In early July, I attended the ISMB 2018 meeting, a computational biology-focused meeting held by the International Society for Computational Biology (ISCB). The meeting was held in the beautiful Hyatt Regency hotel in downtown Chicago, just across the street from the river and blocks from Navy Pier and Lakeshore Drive.
ISMB 2018 was a huge meeting, with at least 1500 attendees and up to ten parallel meeting tracks (called “COSIs” in ISCB parlance) at any one time. The meeting was so big I always felt as if I was missing something good, no matter which talk I went to (except for the keynotes, where nothing else was happening).
Here is Steven Salzberg’s excellent keynote on a historical overview of finding genes in the human genome:
Obviously, at a meeting this large, one cannot explore more than a tiny fraction of the talks and posters (but you can watch many of the ISMB2018 talks on youtube now if you’re interested).
I want to briefly summarize three talks that I particularly enjoyed and found very interesting:
1) Michael Seiler, H3 biomedicine. “Selective small molecule modulation of splicing in cancer”
Up to 60% of hematologic neoplasms (CLL/AML/MDS) contain heterozygous hotspot mutations in key splicing factor genes involved with 3′ splice site recognition. One such gene is SF3B1, an RNA splicing factor, which is recurrently mutated around the HEAT repeats. The cryo-EM structure of SF3B1 revealed the mutations cluster in the premRNA-interacting region. All of the observed mutations lead to alternate 3′ splice sites being chosen during splicing; so-called “cryptic 3′ splice sites (AG)”. In particular, the K700E mutant slips the spliceosome upstream to an internal AG almost 18 nucleotides from the proper splice site.
RNA-seq of 200 CLL patients helped to discover further in-frame delections in SF3B1, SRSF2, and URAF1. All of these mutations are HET, and the cells rely on the WT copy for survival.

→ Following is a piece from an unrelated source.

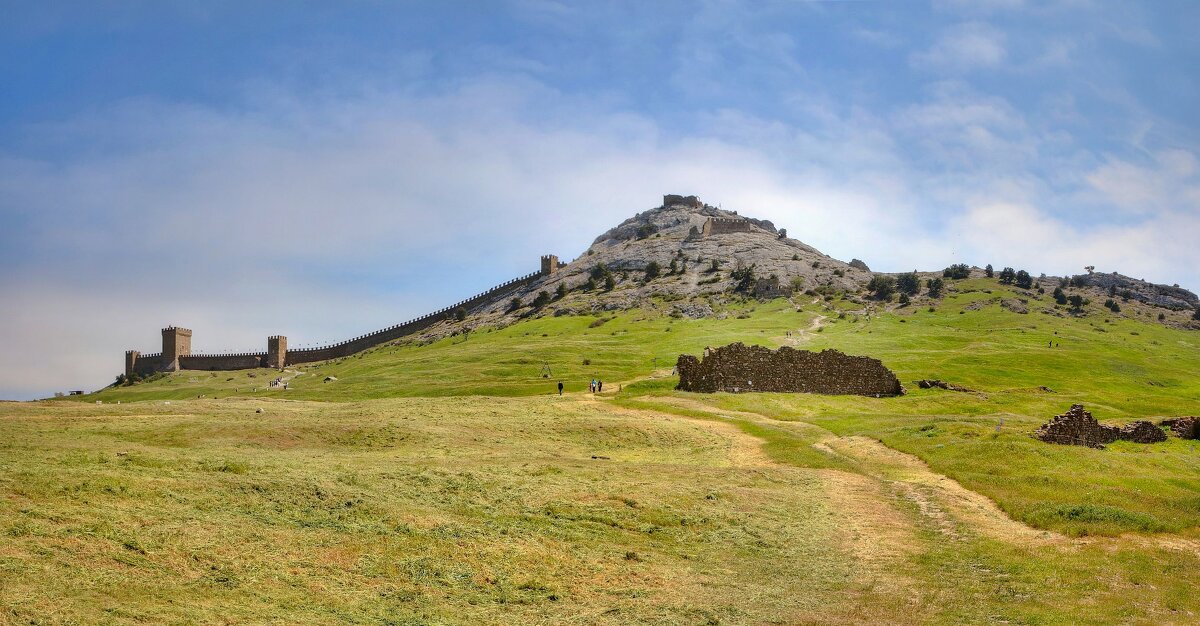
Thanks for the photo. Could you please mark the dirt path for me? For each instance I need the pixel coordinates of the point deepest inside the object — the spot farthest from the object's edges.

Seiler asked the question whether one could exploit this weakness to attack cancer cells? The idea is to modulate activity of SF3B1 using small molecules to disturb the WT function. At H3 they took a natural product compound library and optimized for chemistry and binding to find candidates. One molecule, H3B-8800, showed promise. The compound was optimized toward selective induction of apoptosis in SF3B1 mutant cells in vitro. When resistance mutations occur, they are all at points of contact with the drug. At only 13 nM dose, around 1% of splicing events were affected which was enough to cause lethality to the cancer cell. RNA-seq demonstrated that it was mainly the spliceosome genes themselves that were affected by the alternate splicing in the presence of the inhibitor. This demonstrated a delicate feedback loop between correct splicing and spliceosome gene expression.

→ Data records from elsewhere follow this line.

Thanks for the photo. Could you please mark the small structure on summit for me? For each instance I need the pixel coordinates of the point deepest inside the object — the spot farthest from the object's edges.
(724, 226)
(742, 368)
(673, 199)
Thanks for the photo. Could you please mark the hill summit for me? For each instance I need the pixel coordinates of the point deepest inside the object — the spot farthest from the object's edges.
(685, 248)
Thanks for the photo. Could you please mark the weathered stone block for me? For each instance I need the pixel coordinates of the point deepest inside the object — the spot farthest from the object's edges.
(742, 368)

2) Curtis Huttenhower, Harvard University. “Methods for multi-omics in microbial community population studies”
Huttenhower’s group at Harvard is well known for their contributions to methods for microbiome analysis, collectively known as the “biobakery.” In this talk, Huttenhower addressed the fact that the microbiome is increasingly of interest when looking at population heath, and that chronic immune disease incidence is rising around the world over the last few decades.
Huttenhower also spent a good amount of time describing the IBD-MDB, the inflammatory bowel disease multi ‘omics database. The database contains ~200 samples that are complete with six orthogonal datatypes, including RNA-seq, metagenome, and metabolome. He talked about how they can associate bacteria enriched in IBD with covariation in the prevalence of metabolites. For example, he showed how sphingolipids, carboximidic acids, cholesteryl esters and more are enriched while lactones, beta-diketones, and others are depleted in the guts of crohns disease suffers.

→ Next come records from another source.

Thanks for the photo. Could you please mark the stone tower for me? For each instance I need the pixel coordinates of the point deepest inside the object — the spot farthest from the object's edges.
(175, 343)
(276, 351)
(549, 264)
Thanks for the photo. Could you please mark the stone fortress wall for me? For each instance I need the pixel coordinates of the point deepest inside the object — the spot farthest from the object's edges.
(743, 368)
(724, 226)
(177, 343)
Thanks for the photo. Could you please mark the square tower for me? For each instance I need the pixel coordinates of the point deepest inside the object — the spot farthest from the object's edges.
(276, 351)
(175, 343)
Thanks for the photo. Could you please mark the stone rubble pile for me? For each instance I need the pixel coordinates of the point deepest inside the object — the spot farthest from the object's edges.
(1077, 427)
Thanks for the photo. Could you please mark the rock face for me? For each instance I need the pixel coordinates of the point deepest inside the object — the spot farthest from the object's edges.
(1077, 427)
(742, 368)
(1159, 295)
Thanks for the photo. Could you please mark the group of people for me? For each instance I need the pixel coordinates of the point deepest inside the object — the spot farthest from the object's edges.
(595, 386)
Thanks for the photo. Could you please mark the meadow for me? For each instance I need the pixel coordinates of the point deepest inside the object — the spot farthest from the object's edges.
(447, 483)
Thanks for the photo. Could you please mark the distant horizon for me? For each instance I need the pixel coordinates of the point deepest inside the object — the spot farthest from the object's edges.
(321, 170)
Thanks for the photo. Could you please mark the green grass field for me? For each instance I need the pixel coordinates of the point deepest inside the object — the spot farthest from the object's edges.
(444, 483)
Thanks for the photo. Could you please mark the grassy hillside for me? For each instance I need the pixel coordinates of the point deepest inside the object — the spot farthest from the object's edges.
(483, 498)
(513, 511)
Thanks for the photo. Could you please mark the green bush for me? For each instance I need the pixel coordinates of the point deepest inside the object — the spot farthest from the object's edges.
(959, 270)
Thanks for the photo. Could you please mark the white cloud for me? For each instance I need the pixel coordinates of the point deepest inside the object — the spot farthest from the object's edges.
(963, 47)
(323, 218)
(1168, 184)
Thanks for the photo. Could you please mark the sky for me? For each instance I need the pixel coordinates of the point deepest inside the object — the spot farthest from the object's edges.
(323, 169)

3) Olga Troyanskaya, Princeton University. “ML approaches for the data-driven study of human disease”
Troyanskaya’s group at Princeton aims to develop accurate models of the complex processes underlying cellular function. In this talk, she described efforts in her lab to use machine learning methods to understand how single nucleotide changes (SNPs) in non-coding regions can affect gene regulation and expression. She is also interested in how pathways and networks change in different tissues and whether tissue-specific maps can be used to identify disease genes.
In particular, Dr. Troyanskaya described the “DeepSEA” software, which uses a convolution neural network (CNN) to attempt to predict the chromatin remodeling consequences of a SNP in a genomic context. The model is a three layer CNN that takes 1000 base pairs of sequence as input. The 1000 bp region is centered around known TF binding locations (200 bp bins). The training data consists of a length 919 vector that contains binary values for the presence of a TF binding event across the genome (1 = binds, 0 = does not bind). The output of the model is the probability that the specific sequence variant will affect TF binding at each of the 919 bins.
The DeepSEA model can be used to predict important sequence variants and even eQTLs for further study or to prioritize a list of known non-coding sequence variants.